It’s about time we gave some attention to a front wheel drive car, and the Mini Cooper S gets it. Introduced in 2002, its purpose was to carry on where the original Mini left off, and that was to offer huge amounts of fun in a small package.
A supercharged 1.6-litre engine producing 168hp and 155 lb ft of torque sent power to the front wheels of the Cooper S via a six-speed manual transmission (automatics were optional), which allowed it to get from 0-60mph in 7.2 seconds and reach a top speed of 135mph (213km/h). The engine also won the 2003 International Engine of The Year award in the 1.4- to 1.8-litre category.
The Cooper S was easily distinguished from other Coopers thanks to some nice looking 16-inch alloys (17s were an option), a centre-exiting exhaust, and the obvious “S” badges.

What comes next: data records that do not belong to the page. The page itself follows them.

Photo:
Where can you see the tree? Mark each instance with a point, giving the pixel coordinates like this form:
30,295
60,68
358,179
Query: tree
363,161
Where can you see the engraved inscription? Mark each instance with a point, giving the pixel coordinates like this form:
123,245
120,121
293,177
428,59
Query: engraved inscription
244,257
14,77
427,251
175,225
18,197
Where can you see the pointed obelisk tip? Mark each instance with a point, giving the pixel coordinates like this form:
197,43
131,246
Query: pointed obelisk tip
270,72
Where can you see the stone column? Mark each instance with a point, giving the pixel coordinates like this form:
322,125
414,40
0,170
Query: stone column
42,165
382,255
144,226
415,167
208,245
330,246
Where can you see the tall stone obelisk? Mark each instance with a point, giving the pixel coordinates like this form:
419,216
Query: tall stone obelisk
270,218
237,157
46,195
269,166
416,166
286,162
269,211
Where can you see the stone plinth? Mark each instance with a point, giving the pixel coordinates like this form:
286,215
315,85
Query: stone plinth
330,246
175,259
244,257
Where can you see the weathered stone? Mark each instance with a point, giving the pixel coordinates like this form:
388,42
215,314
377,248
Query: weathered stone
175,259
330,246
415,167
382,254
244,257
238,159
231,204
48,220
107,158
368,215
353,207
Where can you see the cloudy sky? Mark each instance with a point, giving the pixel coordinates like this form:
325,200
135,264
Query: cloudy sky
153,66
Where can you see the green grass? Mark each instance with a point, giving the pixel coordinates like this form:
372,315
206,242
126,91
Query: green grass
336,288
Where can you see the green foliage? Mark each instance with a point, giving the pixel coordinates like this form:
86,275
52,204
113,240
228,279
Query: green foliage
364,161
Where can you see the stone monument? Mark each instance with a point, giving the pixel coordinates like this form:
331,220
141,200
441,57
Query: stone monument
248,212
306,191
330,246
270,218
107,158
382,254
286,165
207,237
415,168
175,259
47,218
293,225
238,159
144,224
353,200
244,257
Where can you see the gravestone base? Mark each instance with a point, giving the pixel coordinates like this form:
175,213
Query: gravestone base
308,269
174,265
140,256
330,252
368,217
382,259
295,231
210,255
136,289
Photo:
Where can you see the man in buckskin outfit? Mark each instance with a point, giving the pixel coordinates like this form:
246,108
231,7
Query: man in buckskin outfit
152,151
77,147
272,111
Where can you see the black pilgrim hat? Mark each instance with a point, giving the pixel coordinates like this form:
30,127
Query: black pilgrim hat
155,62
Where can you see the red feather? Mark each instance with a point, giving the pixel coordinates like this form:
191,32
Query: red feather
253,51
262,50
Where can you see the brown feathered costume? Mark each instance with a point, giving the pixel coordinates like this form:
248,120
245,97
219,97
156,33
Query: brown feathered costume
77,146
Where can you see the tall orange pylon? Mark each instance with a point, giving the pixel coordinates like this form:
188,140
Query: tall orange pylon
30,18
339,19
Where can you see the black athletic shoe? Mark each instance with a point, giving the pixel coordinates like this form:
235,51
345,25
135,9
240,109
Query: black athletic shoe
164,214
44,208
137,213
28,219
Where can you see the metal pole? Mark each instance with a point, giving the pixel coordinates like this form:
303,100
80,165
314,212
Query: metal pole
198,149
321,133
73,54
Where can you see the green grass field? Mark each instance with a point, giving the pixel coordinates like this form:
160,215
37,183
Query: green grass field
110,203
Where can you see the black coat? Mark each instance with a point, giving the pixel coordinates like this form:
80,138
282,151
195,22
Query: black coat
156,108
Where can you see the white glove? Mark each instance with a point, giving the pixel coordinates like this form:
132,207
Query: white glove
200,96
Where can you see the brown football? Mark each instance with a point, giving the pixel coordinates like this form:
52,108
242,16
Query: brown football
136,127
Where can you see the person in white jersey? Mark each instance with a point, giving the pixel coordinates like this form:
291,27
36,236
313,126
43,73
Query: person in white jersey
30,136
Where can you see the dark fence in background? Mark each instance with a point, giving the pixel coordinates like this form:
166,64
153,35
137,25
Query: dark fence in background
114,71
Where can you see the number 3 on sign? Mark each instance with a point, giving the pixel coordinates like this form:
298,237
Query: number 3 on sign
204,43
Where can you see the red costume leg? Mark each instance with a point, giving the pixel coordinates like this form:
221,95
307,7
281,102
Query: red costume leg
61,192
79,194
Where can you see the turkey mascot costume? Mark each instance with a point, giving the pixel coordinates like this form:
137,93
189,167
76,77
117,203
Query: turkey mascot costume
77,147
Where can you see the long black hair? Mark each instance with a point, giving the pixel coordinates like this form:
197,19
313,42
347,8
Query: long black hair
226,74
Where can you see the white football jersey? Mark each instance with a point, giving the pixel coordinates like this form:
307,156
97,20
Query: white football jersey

When time came to driving a Cooper S, one would be treated to a well sorted chassis accompanied by a torquey engine and good steering responses. Many motoring journalists would liken the Cooper S’ handling to a go-kart, and the whine from the roots type supercharger definitely added some character and fun to the driving experience.
The supercharged Cooper S went out of production in 2006, with an all new turbocharged model taking its place the following year. Going through used car websites, you can find yourself several sub-80,000 mile examples on sale for less than $10,000, and less than $8,000 for models that are hovering close to 100,000 miles. People in the United Kingdom can pay as little as £4,250 for a sub-100,000 mile model, while euro zone residents are looking at around €7,000 for cars with around 100,000km on the clock (around 62500 miles).
The 2002 Cooper S was definitely a great front-wheel drive car, and really did succeed its ancestor in being a fun car. It wasn’t the most practical of cars with rear passengers lacking leg and head room, but for making your commute that bit more interesting, it’s really a car worth considering.